ET-94 has traveled more than 5,000 miles from NASA’s Michoud Assembly Facility
Traveling by barge, ET-94 has traveled more than 5,000 miles from NASA’s Michoud Assembly Facility in New Orleans to the California Science Center in Los Angeles. Shannon Dann and Gulfmaster I, carrying ET-94, departed the Tenth Avenue Marine Terminal in San Diego on May 17, 2016. ET-94 arrived this morning to Marina Del Ray, Calif.
Dennis Jenkins

The tank left MAF on a barge Tuesday, April 12, and will arrive at the California Science Center Wednesday, May 19. With the addition of ET-94, the California Science Center’s Samuel Oschin Air and Space Center will be the only place in the world to view a complete shuttle stack in launch configuration.

“We are elated to have ET-94 at the California Science Center to inspire future generations of explorers with a means of reaching beyond our current limits and opening new doors of discovery from the unique vantage point of space,” said John Honeycutt, former external tank manager and current program manager for NASA’s Space Launch System. “NASA is embarking on its next step in space exploration with the Space Launch System, the new launch vehicle that will enable journeys to deep space destinations, including Mars. The external tank provided a great foundation for building the SLS core stage.”   

ET-94 was designated a test article for the Space Shuttle Program in order to validate processes and procedures prior to performing the work on the next flight tank. ET-94 was a vital part of NASA’s ability to return to flight and is a testament to the ingenuity and can-do spirit of the external tank team. The external tank was managed by Lockheed Martin Space Systems of Denver, Colorado, for NASA and built at MAF.

ET-94, is a lightweight version of the external tank, measures approximately 154 feet long and 27.5 feet in diameter and weighs about 69,000 pounds. The external tank served as the structural backbone of the space shuttle and was designed to absorb and distribute over 7 million pounds of thrust generated at launch. It also fed liquid oxygen and liquid hydrogen to the three space shuttle main engines mounted on the shuttle’s orbiter.

“This exhibit of ET-94 is about inspiration and motivation, and encouraging people of all ages to dream about the possibilities, to understand that when we set our minds to it and use our knowledge of science and engineering, we can do amazing things,” said Jeffrey Rudolph, president of the California Science Center.  

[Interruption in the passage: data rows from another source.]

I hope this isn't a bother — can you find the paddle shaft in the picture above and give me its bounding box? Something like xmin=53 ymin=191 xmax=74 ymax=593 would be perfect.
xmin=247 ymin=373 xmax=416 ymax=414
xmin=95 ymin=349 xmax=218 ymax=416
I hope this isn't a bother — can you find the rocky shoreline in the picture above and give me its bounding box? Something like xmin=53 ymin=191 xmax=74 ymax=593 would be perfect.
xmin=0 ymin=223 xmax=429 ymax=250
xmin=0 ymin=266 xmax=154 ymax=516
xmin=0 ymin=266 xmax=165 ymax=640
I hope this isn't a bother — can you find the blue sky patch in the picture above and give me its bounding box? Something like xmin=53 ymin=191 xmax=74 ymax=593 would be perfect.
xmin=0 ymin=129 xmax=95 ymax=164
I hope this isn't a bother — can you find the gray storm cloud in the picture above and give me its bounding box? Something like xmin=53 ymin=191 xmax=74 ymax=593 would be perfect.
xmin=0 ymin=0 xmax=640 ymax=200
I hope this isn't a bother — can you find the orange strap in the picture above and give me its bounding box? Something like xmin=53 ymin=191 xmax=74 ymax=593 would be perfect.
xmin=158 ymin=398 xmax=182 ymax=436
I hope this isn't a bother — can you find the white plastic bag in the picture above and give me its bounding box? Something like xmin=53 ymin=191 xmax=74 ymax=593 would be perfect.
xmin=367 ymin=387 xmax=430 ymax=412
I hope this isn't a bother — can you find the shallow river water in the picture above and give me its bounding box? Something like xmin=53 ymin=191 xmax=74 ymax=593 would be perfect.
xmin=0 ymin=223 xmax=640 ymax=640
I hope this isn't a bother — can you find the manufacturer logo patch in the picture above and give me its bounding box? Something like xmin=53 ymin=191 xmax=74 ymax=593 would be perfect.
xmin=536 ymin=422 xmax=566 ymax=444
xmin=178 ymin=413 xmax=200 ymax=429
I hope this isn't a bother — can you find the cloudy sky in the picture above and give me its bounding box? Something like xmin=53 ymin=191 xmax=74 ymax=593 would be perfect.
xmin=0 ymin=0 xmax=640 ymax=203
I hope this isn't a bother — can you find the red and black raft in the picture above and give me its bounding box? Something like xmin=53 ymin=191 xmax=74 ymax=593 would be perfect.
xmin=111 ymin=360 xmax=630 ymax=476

During the Space Shuttle Program, 135 external tanks were flown. NASA retired the space shuttles in 2011 in order to devote its resources to sending astronauts beyond low-Earth orbit. The Space Launch System, the launch vehicle which NASA is currently building, will be the world’s most powerful rocket and designed to enable astronauts to travel deeper into the solar system, ushering in the next extraordinary moments in our nation’s story of exploration.